Most AP exam questions involving these derivatives use composite functions, where the trigonometric term is a function of a non-trivial inner function (e.g. $\tan (2x^3)$, $\csc (5x+1)$). For these problems, you must apply the chain rule, which states that for $y=f(g(x))$, $\frac{dy}{dx}=f^{\prime }(g(x))\cdot g^{\prime }(x)$. The process is: (1) identify the outer trigonometric function and inner function, (2) compute the derivative of the outer function (using the standard trigonometric derivative formula) evaluated at the inner function, (3) multiply by the derivative of the inner function, (4) substitute the inner function back into the final result. This skill is a foundational building block for nearly all advanced calculus topics including implicit differentiation, related rates, and integration by substitution.

Worked Example

Find the derivative of $y=\csc (3x^2+5x)$.

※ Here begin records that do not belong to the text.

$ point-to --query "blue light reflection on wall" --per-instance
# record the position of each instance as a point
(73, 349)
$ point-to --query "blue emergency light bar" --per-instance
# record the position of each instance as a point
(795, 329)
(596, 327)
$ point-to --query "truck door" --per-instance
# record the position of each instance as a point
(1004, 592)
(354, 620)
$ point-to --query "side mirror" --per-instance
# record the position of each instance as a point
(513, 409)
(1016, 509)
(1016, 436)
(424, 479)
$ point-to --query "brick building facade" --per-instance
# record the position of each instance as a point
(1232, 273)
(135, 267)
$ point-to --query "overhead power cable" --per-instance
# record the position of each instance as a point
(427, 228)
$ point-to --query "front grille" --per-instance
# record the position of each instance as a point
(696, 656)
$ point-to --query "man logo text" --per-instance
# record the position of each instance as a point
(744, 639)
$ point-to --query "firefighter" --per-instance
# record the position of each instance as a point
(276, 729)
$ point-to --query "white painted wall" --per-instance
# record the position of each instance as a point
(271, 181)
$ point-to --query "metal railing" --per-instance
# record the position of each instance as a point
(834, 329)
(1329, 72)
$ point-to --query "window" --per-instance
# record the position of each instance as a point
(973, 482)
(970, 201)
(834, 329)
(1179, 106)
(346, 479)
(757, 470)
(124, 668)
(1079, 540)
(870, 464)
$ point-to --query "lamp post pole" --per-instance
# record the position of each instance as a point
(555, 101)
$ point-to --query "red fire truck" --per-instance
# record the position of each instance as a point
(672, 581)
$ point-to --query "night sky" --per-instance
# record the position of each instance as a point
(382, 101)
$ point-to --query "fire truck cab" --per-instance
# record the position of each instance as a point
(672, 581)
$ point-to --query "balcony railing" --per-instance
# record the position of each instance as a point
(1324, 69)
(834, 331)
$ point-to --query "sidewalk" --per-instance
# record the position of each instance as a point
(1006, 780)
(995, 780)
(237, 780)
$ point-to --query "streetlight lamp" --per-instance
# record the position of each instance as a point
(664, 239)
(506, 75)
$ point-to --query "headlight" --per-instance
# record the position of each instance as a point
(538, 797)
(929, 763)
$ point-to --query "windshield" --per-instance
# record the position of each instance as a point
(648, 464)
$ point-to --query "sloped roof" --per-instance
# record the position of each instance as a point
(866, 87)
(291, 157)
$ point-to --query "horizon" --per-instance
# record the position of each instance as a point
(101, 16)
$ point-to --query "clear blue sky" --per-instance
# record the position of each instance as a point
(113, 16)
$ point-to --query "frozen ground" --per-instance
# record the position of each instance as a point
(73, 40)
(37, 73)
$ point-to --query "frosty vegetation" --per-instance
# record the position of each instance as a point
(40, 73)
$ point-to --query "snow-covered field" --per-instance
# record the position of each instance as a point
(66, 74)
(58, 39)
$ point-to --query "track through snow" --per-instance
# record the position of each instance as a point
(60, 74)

1. Identify outer and inner functions: let $u=3x^2+5x$ (inner), so $y=\csc u$ (outer).
2. Compute derivatives of outer and inner: $\frac{dy}{du}=-\csc u\cot u$ (from the standard derivative formula), $\frac{du}{dx}=6x+5$.
3. Apply the chain rule: $\frac{dy}{dx}=\frac{dy}{du}\cdot \frac{du}{dx}=-\csc u\cot u\cdot (6x+5)$.
4. Substitute back $u=3x^2+5x$ to get the final result: $$\frac{dy}{dx}=-(6x+5)\csc (3x^2+5x)\cot (3x^2+5x)$$

Exam tip: Even for simple composite functions like $\tan (5x)$, explicitly write down the inner derivative before finishing your work—this eliminates the common mistake of forgetting the chain rule factor.

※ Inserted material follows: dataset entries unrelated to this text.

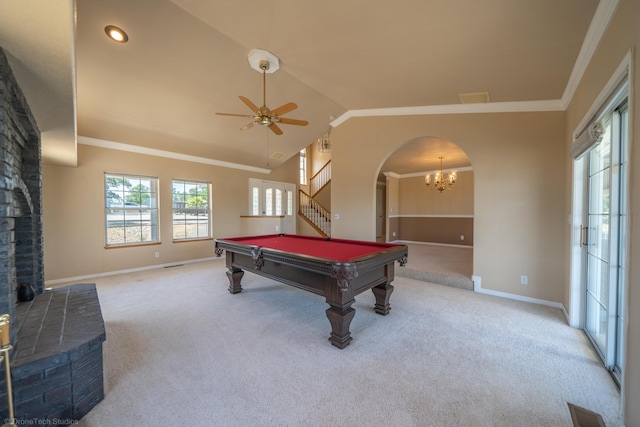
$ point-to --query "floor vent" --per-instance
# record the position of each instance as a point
(584, 418)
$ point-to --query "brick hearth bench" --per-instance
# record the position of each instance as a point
(57, 363)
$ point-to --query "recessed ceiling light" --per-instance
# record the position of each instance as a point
(116, 34)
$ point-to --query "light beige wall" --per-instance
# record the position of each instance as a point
(519, 169)
(73, 203)
(418, 199)
(622, 35)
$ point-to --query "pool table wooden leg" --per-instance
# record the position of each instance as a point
(340, 318)
(235, 276)
(382, 294)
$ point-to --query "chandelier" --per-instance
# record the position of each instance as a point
(439, 181)
(324, 142)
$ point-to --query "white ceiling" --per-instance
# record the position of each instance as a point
(187, 59)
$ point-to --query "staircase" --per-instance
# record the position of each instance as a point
(310, 210)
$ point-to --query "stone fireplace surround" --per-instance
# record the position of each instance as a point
(56, 360)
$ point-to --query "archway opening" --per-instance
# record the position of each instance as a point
(436, 225)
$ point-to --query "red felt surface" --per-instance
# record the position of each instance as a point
(335, 250)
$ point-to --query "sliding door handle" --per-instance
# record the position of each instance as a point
(583, 235)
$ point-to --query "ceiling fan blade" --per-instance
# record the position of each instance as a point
(275, 129)
(249, 104)
(236, 115)
(248, 126)
(284, 109)
(293, 122)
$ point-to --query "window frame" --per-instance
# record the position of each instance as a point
(303, 167)
(206, 209)
(119, 211)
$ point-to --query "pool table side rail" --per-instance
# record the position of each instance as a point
(392, 252)
(242, 256)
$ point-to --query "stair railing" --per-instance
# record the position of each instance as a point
(315, 214)
(320, 179)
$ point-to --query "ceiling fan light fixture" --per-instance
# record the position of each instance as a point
(116, 34)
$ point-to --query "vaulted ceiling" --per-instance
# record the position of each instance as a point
(188, 59)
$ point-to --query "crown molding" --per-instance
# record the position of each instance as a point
(166, 154)
(599, 24)
(414, 174)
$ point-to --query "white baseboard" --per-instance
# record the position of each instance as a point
(477, 287)
(130, 270)
(451, 245)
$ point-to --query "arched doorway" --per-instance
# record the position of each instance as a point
(437, 225)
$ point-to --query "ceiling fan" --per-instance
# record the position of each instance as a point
(263, 115)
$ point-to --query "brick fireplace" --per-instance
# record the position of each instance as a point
(56, 360)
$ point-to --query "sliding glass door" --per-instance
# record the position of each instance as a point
(606, 237)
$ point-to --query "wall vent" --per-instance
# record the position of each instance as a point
(475, 98)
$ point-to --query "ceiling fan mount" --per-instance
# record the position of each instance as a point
(266, 62)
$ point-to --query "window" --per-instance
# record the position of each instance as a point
(131, 209)
(303, 166)
(191, 210)
(268, 198)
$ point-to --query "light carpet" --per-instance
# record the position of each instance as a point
(181, 350)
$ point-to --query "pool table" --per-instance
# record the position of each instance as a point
(337, 269)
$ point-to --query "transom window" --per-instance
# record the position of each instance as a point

5. Common Pitfalls (and how to avoid them)

• Wrong move: Writing $\frac{d}{dx}\tan x={\csc }^{2}x$ instead of ${\sec }^{2}x$. Why: Students confuse the derivative patterns of tangent and cotangent, mixing up which reciprocal function matches which derivative. Correct move: If you can't remember the form, rederive the derivative of $\tan x$ in 30 seconds using the quotient rule to confirm.
• Wrong move: Writing $\frac{d}{dx}\sec x=\sec x\cot x$ and $\frac{d}{dx}\csc x=-\sec x\tan x$, swapping the product terms. Why: The product structures for secant and cosecant derivatives are similar, so students mix up the paired trigonometric factors. Correct move: Use the mnemonic: "sec pairs with tan, csc pairs with cot, all co-functions get a negative sign".
• Wrong move: Forgetting the inner derivative factor for $\frac{d}{dx}\tan (5x)={\sec }^2(5x)$, missing the factor of 5. Why: Students memorize the outer derivative and stop, forgetting the chain rule requirement for any composite function. Correct move: For any trigonometric function of anything other than just $x$, always ask "what is the derivative of the inside?" and multiply by that result before finishing.
• Wrong move: Missing the negative sign on $\frac{d}{dx}\cot x={\csc }^{2}x$. Why: Students forget the negative sign that arises naturally from the quotient rule derivation for co-functions. Correct move: Always add a negative sign when differentiating any trigonometric function that starts with "co-" (cotangent, cosecant).
• Wrong move: Calculating $f^{\prime }\left(\frac{\pi }{2}\right)$ for $f(x)=\tan x$, claiming the derivative exists at this point. Why: Students confuse the derivative formula with domain of differentiability—if the original function is undefined at a point, it cannot be differentiable there. Correct move: Always confirm the original function is defined at a point before evaluating the derivative at that point.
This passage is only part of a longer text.